A program at Hillcrest school designed to provide new services for learning disabled students was a success, the Hillcrest principal told the Lawrence school board Monday night.
Bill Armstrong, Hillcrest principal, said that important components of the program were greater collaboration among teachers and allowing the students to spend more time in their regular classrooms.
The pilot program, which was initiated last year, also included students in the Chapter 1 program, which is not a special-education program but which provides students supplemental instruction in reading or math.
Armstrong said a major component of the program was to allow students with learning disabilities to spend more time in a regular classroom instead of being pulled out for special services. Of 16 Chapter 1 or learning-disabled students who were not pulled out of class as part of the project, 12 said they favored the traditional classroom support.
CAROL Abrahamson, a teacher at Hillcrest, said students probably didn't like being pulled out because it makes them look "different" in the eyes of their peers.
"It can be a blow to their self-esteem," she said.
Abrahamson said that keeping the students with disabilities in the regular classroom also served another purpose.

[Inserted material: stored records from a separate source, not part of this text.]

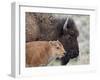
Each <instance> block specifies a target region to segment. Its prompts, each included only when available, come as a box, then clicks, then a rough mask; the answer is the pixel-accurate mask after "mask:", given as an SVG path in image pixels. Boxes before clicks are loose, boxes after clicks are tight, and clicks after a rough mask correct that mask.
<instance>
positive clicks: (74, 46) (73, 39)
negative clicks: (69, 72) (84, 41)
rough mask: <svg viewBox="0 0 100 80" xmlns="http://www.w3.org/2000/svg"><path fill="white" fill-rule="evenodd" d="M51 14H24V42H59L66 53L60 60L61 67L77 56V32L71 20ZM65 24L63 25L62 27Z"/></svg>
mask: <svg viewBox="0 0 100 80" xmlns="http://www.w3.org/2000/svg"><path fill="white" fill-rule="evenodd" d="M58 15H60V16H61V17H57V16H55V15H54V14H51V13H48V14H47V13H30V12H27V13H26V42H30V41H49V40H59V41H60V42H61V43H62V44H63V46H64V48H65V50H66V51H67V53H66V54H65V56H64V57H63V58H62V59H61V63H62V65H65V64H67V63H68V62H69V60H70V59H72V58H75V57H77V56H78V55H79V46H78V41H77V37H78V35H79V32H78V30H77V27H76V24H75V22H74V20H73V19H72V18H70V17H69V18H68V20H67V24H65V23H66V19H67V16H66V17H65V16H63V15H61V14H58ZM64 24H65V25H64Z"/></svg>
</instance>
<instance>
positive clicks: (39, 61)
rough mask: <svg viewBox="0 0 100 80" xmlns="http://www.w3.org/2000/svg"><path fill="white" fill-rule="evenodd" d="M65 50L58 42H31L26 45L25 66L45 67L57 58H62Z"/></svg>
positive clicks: (63, 54) (60, 43)
mask: <svg viewBox="0 0 100 80" xmlns="http://www.w3.org/2000/svg"><path fill="white" fill-rule="evenodd" d="M64 53H65V50H64V48H63V45H62V44H61V43H60V42H59V41H33V42H28V43H26V65H27V66H28V67H34V66H42V65H47V64H48V63H49V62H50V61H52V60H53V59H56V58H57V57H60V58H61V57H63V56H64Z"/></svg>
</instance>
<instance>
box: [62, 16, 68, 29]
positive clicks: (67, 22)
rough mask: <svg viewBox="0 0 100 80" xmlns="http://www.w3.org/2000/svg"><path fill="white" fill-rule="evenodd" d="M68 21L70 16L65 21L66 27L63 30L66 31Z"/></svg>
mask: <svg viewBox="0 0 100 80" xmlns="http://www.w3.org/2000/svg"><path fill="white" fill-rule="evenodd" d="M68 19H69V16H67V19H66V21H65V24H64V26H63V30H66V25H67V24H68Z"/></svg>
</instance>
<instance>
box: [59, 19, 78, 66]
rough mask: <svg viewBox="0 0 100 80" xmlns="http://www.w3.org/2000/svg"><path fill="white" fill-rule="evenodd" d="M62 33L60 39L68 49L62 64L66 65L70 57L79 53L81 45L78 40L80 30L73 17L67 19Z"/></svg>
mask: <svg viewBox="0 0 100 80" xmlns="http://www.w3.org/2000/svg"><path fill="white" fill-rule="evenodd" d="M61 35H62V36H61V37H60V38H59V40H60V41H61V43H62V44H63V46H64V48H65V50H66V51H67V52H66V53H65V56H64V57H62V59H61V61H62V65H65V64H67V63H68V62H69V60H70V59H73V58H75V57H77V56H78V55H79V45H78V41H77V37H78V35H79V32H78V30H77V27H76V24H75V22H74V20H73V19H72V18H67V20H66V21H65V24H64V26H63V30H62V34H61Z"/></svg>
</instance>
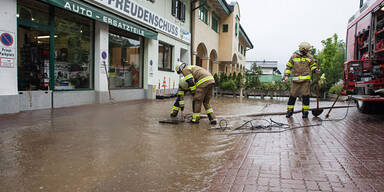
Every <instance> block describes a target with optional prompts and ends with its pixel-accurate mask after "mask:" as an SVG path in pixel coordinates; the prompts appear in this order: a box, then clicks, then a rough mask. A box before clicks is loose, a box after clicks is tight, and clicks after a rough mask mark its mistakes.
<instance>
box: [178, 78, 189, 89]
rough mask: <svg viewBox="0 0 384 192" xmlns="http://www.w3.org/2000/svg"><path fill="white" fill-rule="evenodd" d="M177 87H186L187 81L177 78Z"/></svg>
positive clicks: (185, 88) (182, 78) (187, 83)
mask: <svg viewBox="0 0 384 192" xmlns="http://www.w3.org/2000/svg"><path fill="white" fill-rule="evenodd" d="M179 87H181V88H182V89H184V90H187V89H188V83H187V82H186V81H185V79H184V78H182V79H180V80H179Z"/></svg>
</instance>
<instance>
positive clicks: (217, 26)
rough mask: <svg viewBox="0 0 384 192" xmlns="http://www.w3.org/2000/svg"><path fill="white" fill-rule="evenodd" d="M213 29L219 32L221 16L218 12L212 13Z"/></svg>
mask: <svg viewBox="0 0 384 192" xmlns="http://www.w3.org/2000/svg"><path fill="white" fill-rule="evenodd" d="M212 29H213V30H214V31H215V32H219V18H218V16H217V15H216V14H214V13H213V14H212Z"/></svg>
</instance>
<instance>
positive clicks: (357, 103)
mask: <svg viewBox="0 0 384 192" xmlns="http://www.w3.org/2000/svg"><path fill="white" fill-rule="evenodd" d="M356 105H357V109H358V110H359V111H360V112H361V113H366V114H369V113H372V112H373V110H372V109H373V105H372V102H369V101H360V100H356Z"/></svg>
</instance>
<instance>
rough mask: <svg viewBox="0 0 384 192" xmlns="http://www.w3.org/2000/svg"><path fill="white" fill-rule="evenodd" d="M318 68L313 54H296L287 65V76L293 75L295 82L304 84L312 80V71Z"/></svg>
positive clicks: (292, 56) (293, 77) (292, 57)
mask: <svg viewBox="0 0 384 192" xmlns="http://www.w3.org/2000/svg"><path fill="white" fill-rule="evenodd" d="M316 68H317V64H316V62H315V59H314V58H313V56H312V55H311V54H309V53H307V54H306V55H301V54H300V53H299V52H295V53H294V54H293V55H292V57H291V58H290V59H289V61H288V63H287V65H286V70H285V75H287V76H289V75H291V76H292V80H293V81H295V82H303V81H307V80H310V79H311V71H313V70H315V69H316Z"/></svg>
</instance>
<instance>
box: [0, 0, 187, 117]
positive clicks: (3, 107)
mask: <svg viewBox="0 0 384 192" xmlns="http://www.w3.org/2000/svg"><path fill="white" fill-rule="evenodd" d="M2 5H3V9H2V10H1V11H0V16H1V17H0V36H1V38H0V46H1V47H0V49H1V52H0V114H6V113H17V112H20V111H25V110H34V109H47V108H57V107H67V106H76V105H84V104H95V103H107V102H109V101H110V100H113V101H128V100H137V99H153V98H155V95H156V92H158V88H159V86H160V87H161V89H162V90H169V89H173V88H175V89H177V83H178V80H179V76H178V75H177V74H176V73H175V72H174V66H175V65H176V62H177V61H183V62H186V63H190V41H191V35H190V1H189V0H164V1H153V0H76V1H75V0H3V1H2ZM168 92H169V91H168Z"/></svg>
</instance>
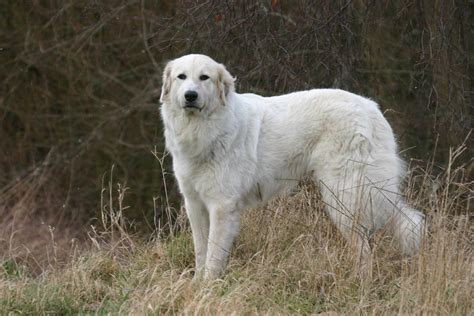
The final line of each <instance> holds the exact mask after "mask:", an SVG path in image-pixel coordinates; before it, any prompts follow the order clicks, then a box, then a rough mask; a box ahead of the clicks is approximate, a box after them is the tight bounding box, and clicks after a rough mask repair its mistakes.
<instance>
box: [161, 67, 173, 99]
mask: <svg viewBox="0 0 474 316" xmlns="http://www.w3.org/2000/svg"><path fill="white" fill-rule="evenodd" d="M170 89H171V61H170V62H169V63H168V64H167V65H166V67H165V70H164V71H163V86H162V87H161V96H160V102H161V103H163V102H165V101H167V100H168V95H169V93H170Z"/></svg>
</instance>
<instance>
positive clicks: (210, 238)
mask: <svg viewBox="0 0 474 316" xmlns="http://www.w3.org/2000/svg"><path fill="white" fill-rule="evenodd" d="M209 211H210V214H209V215H210V231H209V241H208V244H207V258H206V271H205V274H204V277H205V278H206V279H214V278H217V277H219V276H220V275H221V274H222V272H223V271H224V269H225V266H226V264H227V258H228V256H229V252H230V248H231V246H232V242H233V241H234V238H235V236H237V234H238V232H239V227H240V211H239V210H238V209H237V208H236V207H235V204H233V203H229V204H226V205H225V206H223V205H220V206H218V207H213V208H210V210H209Z"/></svg>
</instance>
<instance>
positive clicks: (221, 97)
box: [217, 64, 235, 105]
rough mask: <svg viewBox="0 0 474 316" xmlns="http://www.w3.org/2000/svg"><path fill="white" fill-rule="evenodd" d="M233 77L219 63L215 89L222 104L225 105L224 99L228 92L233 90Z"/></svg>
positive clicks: (229, 73)
mask: <svg viewBox="0 0 474 316" xmlns="http://www.w3.org/2000/svg"><path fill="white" fill-rule="evenodd" d="M234 81H235V79H234V77H232V76H231V74H230V73H229V72H228V71H227V69H226V68H225V66H224V65H222V64H220V65H219V75H218V80H217V89H218V92H219V98H220V100H221V102H222V105H225V103H226V102H225V101H226V98H227V95H228V94H229V92H234V90H235V88H234Z"/></svg>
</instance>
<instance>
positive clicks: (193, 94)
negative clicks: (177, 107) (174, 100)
mask: <svg viewBox="0 0 474 316" xmlns="http://www.w3.org/2000/svg"><path fill="white" fill-rule="evenodd" d="M184 99H185V102H184V108H185V109H197V110H200V109H201V108H200V107H199V105H198V103H197V102H196V100H197V99H198V93H197V92H196V91H192V90H188V91H186V92H185V93H184Z"/></svg>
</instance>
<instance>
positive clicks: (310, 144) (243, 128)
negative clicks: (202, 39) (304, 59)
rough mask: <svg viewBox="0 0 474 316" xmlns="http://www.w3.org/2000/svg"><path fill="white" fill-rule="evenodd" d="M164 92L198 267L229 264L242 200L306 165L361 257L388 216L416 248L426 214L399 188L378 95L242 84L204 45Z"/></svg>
mask: <svg viewBox="0 0 474 316" xmlns="http://www.w3.org/2000/svg"><path fill="white" fill-rule="evenodd" d="M160 101H161V102H162V108H161V114H162V118H163V122H164V129H165V137H166V146H167V149H168V150H169V151H170V152H171V154H172V156H173V169H174V173H175V175H176V178H177V180H178V183H179V188H180V190H181V192H182V194H183V196H184V201H185V207H186V211H187V214H188V217H189V221H190V223H191V229H192V233H193V239H194V249H195V255H196V272H197V273H199V272H204V277H205V278H215V277H218V276H219V275H220V274H221V273H222V272H223V270H224V269H225V266H226V262H227V258H228V254H229V250H230V247H231V245H232V242H233V240H234V238H235V237H236V235H237V233H238V231H239V222H240V214H241V212H242V210H244V209H247V208H252V207H255V206H257V205H260V204H261V203H265V202H267V201H269V200H270V199H271V198H272V197H274V196H275V195H277V194H279V193H281V192H284V191H289V190H290V189H291V188H293V187H294V186H295V185H296V184H297V181H295V180H298V179H301V178H303V177H305V176H307V175H310V176H311V177H312V178H313V179H314V181H315V182H316V183H317V184H318V186H319V188H320V190H321V193H322V197H323V200H324V203H325V204H326V210H327V213H328V214H329V216H330V217H331V219H332V220H333V222H334V223H335V225H337V227H338V228H339V230H340V231H341V233H342V234H343V235H344V237H346V238H347V240H348V241H349V242H350V244H351V245H352V246H353V247H355V250H356V251H357V252H358V253H359V254H360V256H361V258H366V257H367V256H369V251H370V249H369V245H368V241H367V235H369V234H370V233H372V232H373V231H375V230H377V229H378V228H380V227H381V226H383V225H384V224H385V223H387V222H388V221H389V220H392V221H393V223H394V225H393V226H394V229H393V234H394V236H395V238H396V239H397V240H398V241H399V243H400V246H401V249H402V250H403V252H404V253H405V254H406V255H410V254H413V253H414V252H415V251H416V250H417V249H418V247H419V244H420V238H421V232H422V226H423V223H424V218H423V216H422V214H421V213H420V212H418V211H416V210H414V209H411V208H410V207H409V206H407V205H406V204H405V203H404V201H403V199H402V197H401V195H400V190H399V186H400V181H401V177H402V173H403V164H402V162H401V160H400V159H399V157H398V154H397V145H396V143H395V140H394V136H393V133H392V129H391V128H390V126H389V124H388V123H387V121H386V120H385V118H384V117H383V115H382V113H381V112H380V110H379V108H378V106H377V104H376V103H375V102H373V101H371V100H369V99H366V98H363V97H361V96H358V95H355V94H352V93H349V92H346V91H342V90H336V89H316V90H309V91H301V92H295V93H290V94H287V95H282V96H276V97H262V96H259V95H255V94H250V93H246V94H239V93H236V92H235V90H234V78H233V77H232V76H231V75H230V74H229V72H228V71H227V70H226V68H225V67H224V66H223V65H222V64H219V63H217V62H215V61H214V60H213V59H211V58H210V57H207V56H204V55H187V56H183V57H181V58H178V59H175V60H172V61H170V62H169V63H168V64H167V66H166V68H165V70H164V75H163V87H162V92H161V98H160Z"/></svg>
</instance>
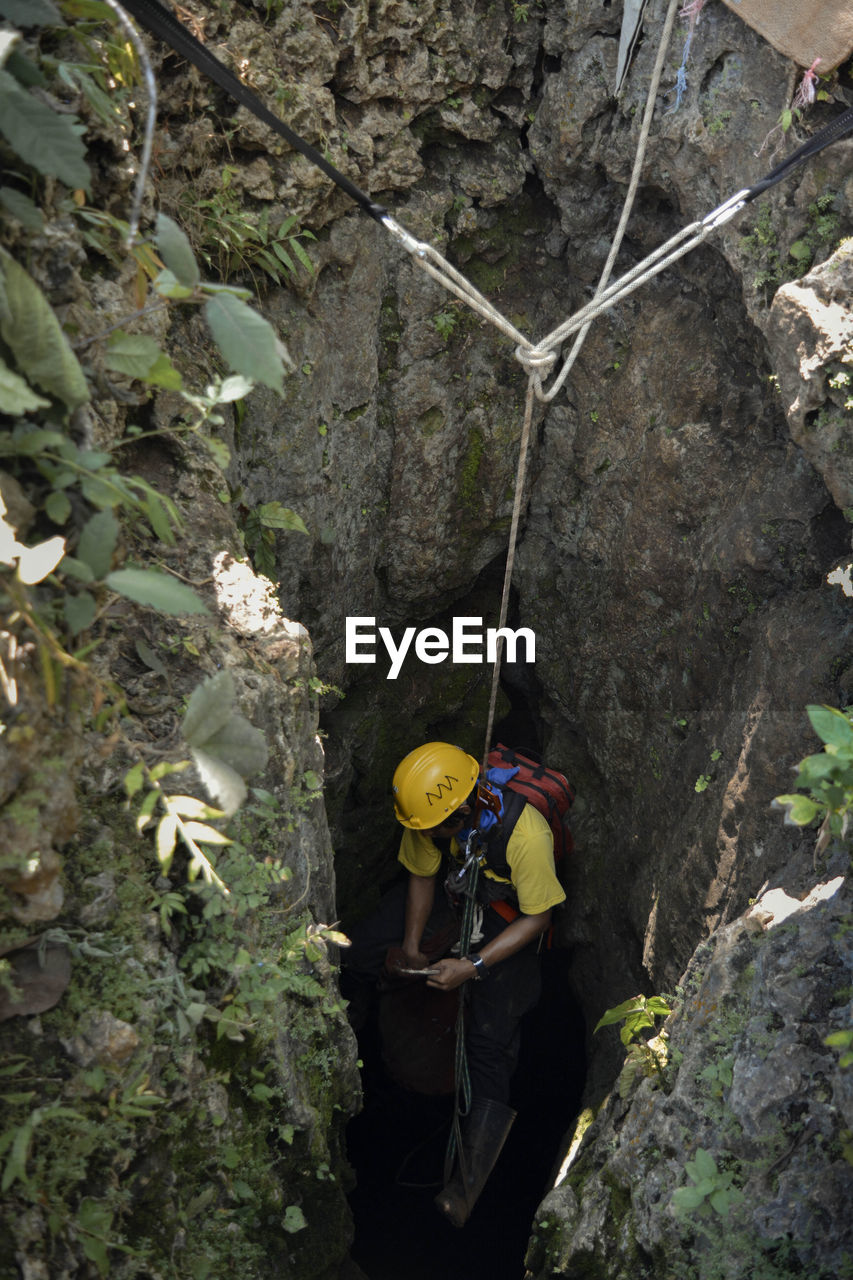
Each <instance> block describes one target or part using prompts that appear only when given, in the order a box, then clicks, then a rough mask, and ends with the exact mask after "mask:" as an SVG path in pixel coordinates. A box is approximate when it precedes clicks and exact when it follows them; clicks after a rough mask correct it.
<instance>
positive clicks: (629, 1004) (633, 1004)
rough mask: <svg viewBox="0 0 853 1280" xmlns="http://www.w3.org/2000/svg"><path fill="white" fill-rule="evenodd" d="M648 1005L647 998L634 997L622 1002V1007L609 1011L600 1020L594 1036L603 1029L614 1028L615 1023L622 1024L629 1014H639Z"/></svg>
mask: <svg viewBox="0 0 853 1280" xmlns="http://www.w3.org/2000/svg"><path fill="white" fill-rule="evenodd" d="M644 1005H646V998H644V997H643V996H633V997H631V998H630V1000H625V1001H622V1004H621V1005H616V1006H615V1007H613V1009H608V1010H607V1011H606V1012H605V1014H603V1015H602V1016H601V1018H599V1019H598V1023H597V1025H596V1028H594V1030H593V1036H594V1034H596V1032H597V1030H598V1029H599V1028H601V1027H612V1024H613V1023H621V1021H622V1019H625V1018H626V1016H628V1015H629V1014H633V1012H637V1011H638V1010H639V1009H643V1006H644Z"/></svg>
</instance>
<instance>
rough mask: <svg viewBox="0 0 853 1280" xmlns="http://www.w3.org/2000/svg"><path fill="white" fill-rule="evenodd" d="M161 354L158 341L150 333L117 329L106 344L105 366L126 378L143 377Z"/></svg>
mask: <svg viewBox="0 0 853 1280" xmlns="http://www.w3.org/2000/svg"><path fill="white" fill-rule="evenodd" d="M163 355H164V352H163V351H161V349H160V346H159V343H158V342H156V339H155V338H152V337H151V335H150V334H147V333H124V330H123V329H117V330H115V333H113V334H110V337H109V342H108V344H106V367H108V369H111V370H113V371H114V372H117V374H126V375H127V376H128V378H140V379H145V378H147V374H149V371H150V369H151V366H152V365H154V364H155V362H156V361H158V360H159V357H160V356H163ZM167 358H168V357H167Z"/></svg>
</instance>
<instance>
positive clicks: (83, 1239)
mask: <svg viewBox="0 0 853 1280" xmlns="http://www.w3.org/2000/svg"><path fill="white" fill-rule="evenodd" d="M77 1225H78V1228H79V1243H81V1244H82V1245H83V1253H85V1254H86V1257H87V1258H88V1260H90V1262H93V1263H95V1266H96V1267H97V1270H99V1272H100V1275H102V1276H106V1275H109V1270H110V1267H109V1258H108V1254H106V1251H108V1242H106V1240H105V1239H104V1236H105V1235H106V1234H108V1233H109V1231H110V1228H111V1226H113V1213H111V1211H110V1210H109V1208H108V1207H106V1204H102V1203H100V1202H99V1201H93V1199H85V1201H81V1206H79V1210H78V1211H77Z"/></svg>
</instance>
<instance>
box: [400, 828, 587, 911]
mask: <svg viewBox="0 0 853 1280" xmlns="http://www.w3.org/2000/svg"><path fill="white" fill-rule="evenodd" d="M460 852H461V850H460V846H459V842H457V841H456V840H452V841H451V854H452V855H453V856H455V858H459V856H460ZM506 860H507V864H508V867H510V877H511V883H512V887H514V888H515V891H516V893H517V895H519V909H520V910H521V911H523V913H524V915H539V913H540V911H547V910H548V908H551V906H556V905H557V902H562V901H564V900H565V897H566V895H565V891H564V888H562V884H561V883H560V881H558V879H557V874H556V872H555V869H553V836H552V835H551V827H549V826H548V823H547V822H546V819H544V818H543V817H542V814H540V813H539V810H538V809H534V808H533V805H532V804H525V806H524V809H523V810H521V814H520V815H519V820H517V822H516V824H515V827H514V829H512V835H511V836H510V840H508V844H507V847H506ZM400 861H401V863H402V864H403V867H405V868H406V870H407V872H412V873H414V874H415V876H435V874H437V873H438V869H439V867H441V864H442V855H441V850H439V849H438V846H437V845H435V844H434V842H433V840H430V837H429V836H428V835H427V833H425V832H423V831H411V829H410V828H409V827H406V829H405V831H403V837H402V841H401V844H400ZM484 873H485V876H488V877H489V878H491V879H496V881H502V882H503V883H505V884H506V883H507V881H506V877H503V876H498V874H497V873H496V872H492V870H489V869H488V868H485V870H484Z"/></svg>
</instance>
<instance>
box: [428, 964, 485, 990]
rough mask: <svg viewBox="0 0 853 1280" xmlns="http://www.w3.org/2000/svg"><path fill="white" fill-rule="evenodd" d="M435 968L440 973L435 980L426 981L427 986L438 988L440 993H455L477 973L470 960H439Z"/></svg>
mask: <svg viewBox="0 0 853 1280" xmlns="http://www.w3.org/2000/svg"><path fill="white" fill-rule="evenodd" d="M434 968H435V969H438V973H437V974H435V977H434V978H428V979H427V986H428V987H437V988H438V989H439V991H453V989H455V988H456V987H461V986H462V983H464V982H467V979H469V978H473V977H474V973H475V970H474V965H473V964H471V961H470V960H438V961H437V963H435V965H434Z"/></svg>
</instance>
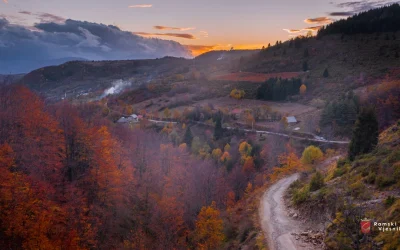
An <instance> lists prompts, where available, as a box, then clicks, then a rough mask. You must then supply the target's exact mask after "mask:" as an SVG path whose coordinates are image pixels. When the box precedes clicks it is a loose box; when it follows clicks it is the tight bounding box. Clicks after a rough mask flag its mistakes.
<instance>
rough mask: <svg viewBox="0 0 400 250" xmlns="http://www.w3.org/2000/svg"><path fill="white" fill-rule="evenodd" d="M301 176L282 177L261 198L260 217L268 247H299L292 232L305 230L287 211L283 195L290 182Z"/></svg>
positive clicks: (280, 249)
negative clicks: (291, 233)
mask: <svg viewBox="0 0 400 250" xmlns="http://www.w3.org/2000/svg"><path fill="white" fill-rule="evenodd" d="M298 178H299V174H293V175H290V176H289V177H286V178H284V179H281V180H280V181H278V182H277V183H275V184H274V185H272V186H271V187H270V188H269V189H268V191H267V192H265V194H264V195H263V197H262V199H261V206H260V210H259V212H260V218H261V227H262V229H263V231H264V234H265V235H266V238H267V242H268V247H269V248H268V249H271V250H297V249H304V248H302V247H299V246H298V245H297V243H296V240H295V239H294V237H293V235H291V233H293V232H298V231H299V230H303V228H301V225H299V222H298V221H295V220H293V219H292V218H291V217H289V216H288V215H287V213H286V206H285V204H284V201H283V195H284V193H285V191H286V190H287V189H288V188H289V186H290V184H291V183H293V182H294V181H295V180H297V179H298Z"/></svg>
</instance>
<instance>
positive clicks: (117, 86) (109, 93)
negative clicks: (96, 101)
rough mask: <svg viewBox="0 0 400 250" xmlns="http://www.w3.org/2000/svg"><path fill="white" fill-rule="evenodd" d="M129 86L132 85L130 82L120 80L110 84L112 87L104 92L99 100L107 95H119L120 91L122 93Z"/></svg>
mask: <svg viewBox="0 0 400 250" xmlns="http://www.w3.org/2000/svg"><path fill="white" fill-rule="evenodd" d="M131 85H132V82H130V81H124V80H122V79H120V80H116V81H114V82H112V87H110V88H108V89H106V90H105V91H104V93H103V95H102V97H101V98H103V97H106V96H108V95H115V94H119V93H121V92H122V91H124V90H125V89H126V88H128V87H130V86H131Z"/></svg>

"We're trying to broaden our range of expertise so we can meet the needs of more students in the classroom," she said. "We're trying to develop a competency with a broader range of students in the classroom so we don't throw up our hands so quickly when we have a student who doesn't fit in the middle range."
Armstrong said another successful component of the program was the creation of a teacher-resource team, which helped other teachers in trying to solve the problems that students had in the classroom.
Abrahamson agreed that the team was helpful.
"IT FEELS good to be able to talk to people who you know experience the same problems you do," she said. "And it's not always to get advice. It's also to have someone say that what you're already doing is good."
Standardized reading tests were given to students in the program at the beginning and end of the school year, and the test score gains made at Hillcrest were slightly higher than the ones made at a control school, a written report on the program showed.
Armstrong said that despite the success of the program, it might need to be tailored to fit the particular personalities of other schools if implemented elsewhere in the district.
However, board member John Tacha said, "I see your teacher-resource team as being a constant."